Convergence Rates for the Trotter Splitting for Unbounded Operators

TL;DR

This paper investigates the convergence rates of the Trotter splitting method for unbounded operators, providing explicit conditions and results applicable to various Schrödinger and Dirac operators, including singular and many-body Hamiltonians.

Contribution

It offers a comprehensive analysis of Trotter splitting convergence rates for unbounded operators on Banach and Hilbert spaces, using complex interpolation and energy constraints.

Findings

Derived explicit convergence rates for Schrödinger operators with singular potentials.

Established convergence rates for a broad class of quantum Hamiltonians.
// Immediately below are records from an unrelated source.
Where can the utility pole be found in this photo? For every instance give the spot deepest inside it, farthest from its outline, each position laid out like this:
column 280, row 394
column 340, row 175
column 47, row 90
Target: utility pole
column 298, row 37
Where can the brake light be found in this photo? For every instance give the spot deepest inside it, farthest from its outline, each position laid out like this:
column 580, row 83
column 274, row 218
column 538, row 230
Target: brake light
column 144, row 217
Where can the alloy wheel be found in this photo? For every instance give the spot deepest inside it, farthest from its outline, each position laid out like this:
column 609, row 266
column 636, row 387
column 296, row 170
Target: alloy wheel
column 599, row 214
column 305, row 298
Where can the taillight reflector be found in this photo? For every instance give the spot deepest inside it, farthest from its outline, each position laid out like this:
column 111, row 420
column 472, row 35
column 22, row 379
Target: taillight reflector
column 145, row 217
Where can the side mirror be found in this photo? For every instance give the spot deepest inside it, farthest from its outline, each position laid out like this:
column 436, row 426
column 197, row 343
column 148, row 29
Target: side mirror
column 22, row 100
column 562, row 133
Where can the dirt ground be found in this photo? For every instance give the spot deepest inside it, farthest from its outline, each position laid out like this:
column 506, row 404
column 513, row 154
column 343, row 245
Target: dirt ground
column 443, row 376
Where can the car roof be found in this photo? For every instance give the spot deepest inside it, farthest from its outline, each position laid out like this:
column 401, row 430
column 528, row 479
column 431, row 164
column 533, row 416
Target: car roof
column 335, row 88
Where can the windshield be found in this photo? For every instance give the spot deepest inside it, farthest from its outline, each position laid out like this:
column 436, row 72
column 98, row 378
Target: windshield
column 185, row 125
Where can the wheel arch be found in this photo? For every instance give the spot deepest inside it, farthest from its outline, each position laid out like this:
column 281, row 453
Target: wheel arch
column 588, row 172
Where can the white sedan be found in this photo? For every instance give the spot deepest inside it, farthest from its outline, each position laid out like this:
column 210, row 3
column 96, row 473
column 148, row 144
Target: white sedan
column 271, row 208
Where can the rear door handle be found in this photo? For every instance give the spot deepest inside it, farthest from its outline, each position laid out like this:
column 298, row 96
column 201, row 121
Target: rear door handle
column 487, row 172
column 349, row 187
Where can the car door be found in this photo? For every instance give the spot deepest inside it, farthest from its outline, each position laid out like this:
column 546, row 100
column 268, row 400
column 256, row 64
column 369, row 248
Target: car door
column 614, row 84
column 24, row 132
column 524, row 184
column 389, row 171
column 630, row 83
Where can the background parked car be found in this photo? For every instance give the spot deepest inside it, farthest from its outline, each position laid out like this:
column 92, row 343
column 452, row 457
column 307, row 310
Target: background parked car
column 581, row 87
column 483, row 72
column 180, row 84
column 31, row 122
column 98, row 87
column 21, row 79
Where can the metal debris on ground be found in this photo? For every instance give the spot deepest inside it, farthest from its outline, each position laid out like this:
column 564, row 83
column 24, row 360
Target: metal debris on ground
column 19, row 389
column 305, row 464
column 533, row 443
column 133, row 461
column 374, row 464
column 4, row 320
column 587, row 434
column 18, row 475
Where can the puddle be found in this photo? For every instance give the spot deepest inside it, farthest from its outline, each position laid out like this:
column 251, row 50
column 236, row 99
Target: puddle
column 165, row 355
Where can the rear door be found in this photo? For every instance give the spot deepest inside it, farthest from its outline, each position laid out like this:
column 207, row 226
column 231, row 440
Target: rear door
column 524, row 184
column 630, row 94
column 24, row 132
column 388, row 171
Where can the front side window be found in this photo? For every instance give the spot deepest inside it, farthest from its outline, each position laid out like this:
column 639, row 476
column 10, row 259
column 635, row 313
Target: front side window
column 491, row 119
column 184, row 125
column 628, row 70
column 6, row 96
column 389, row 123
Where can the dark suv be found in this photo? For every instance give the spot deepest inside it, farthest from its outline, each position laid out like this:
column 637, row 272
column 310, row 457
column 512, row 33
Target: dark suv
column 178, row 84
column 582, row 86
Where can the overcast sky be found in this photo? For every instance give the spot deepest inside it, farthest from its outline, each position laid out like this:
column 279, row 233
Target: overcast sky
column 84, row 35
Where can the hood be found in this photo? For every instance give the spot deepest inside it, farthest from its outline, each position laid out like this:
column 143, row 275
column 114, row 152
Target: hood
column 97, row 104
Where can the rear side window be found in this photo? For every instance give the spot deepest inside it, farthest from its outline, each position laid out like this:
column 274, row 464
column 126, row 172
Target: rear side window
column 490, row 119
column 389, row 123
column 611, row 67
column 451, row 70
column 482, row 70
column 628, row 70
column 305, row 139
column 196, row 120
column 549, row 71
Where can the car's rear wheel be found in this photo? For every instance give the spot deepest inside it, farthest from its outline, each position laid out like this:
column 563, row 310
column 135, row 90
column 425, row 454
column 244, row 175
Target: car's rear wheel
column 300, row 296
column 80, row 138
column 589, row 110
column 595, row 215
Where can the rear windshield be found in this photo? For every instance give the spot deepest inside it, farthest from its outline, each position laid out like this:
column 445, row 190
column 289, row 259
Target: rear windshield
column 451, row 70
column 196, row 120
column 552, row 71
Provided new techniques applicable to unitary dynamics and unbounded operators.

Abstract

We study convergence rates of the Trotter splitting $e^{A+L} = \lim_{n \to \infty} (e^{L/n} e^{A/n})^n$ in the strong operator topology. In the first part, we use complex interpolation theory to treat generators $L$ and $A$ of contraction semigroups on Banach spaces, with $L$ relatively $A$-bounded. In the second part, we study unitary dynamics on Hilbert spaces and develop a new technique based on the concept of energy constraints. Our results provide a complete picture of the convergence rates for the Trotter splitting for all common types of Schr\"odinger and Dirac operators, including singular, confining and magnetic vector potentials, as well as molecular many-body Hamiltonians in dimension $d=3$. Using the Brezis-Mironescu inequality, we derive convergence rates for the Schr\"odinger operator with $V(x)=\pm |x|^{-a}$ potential. In each case, our conditions are fully explicit.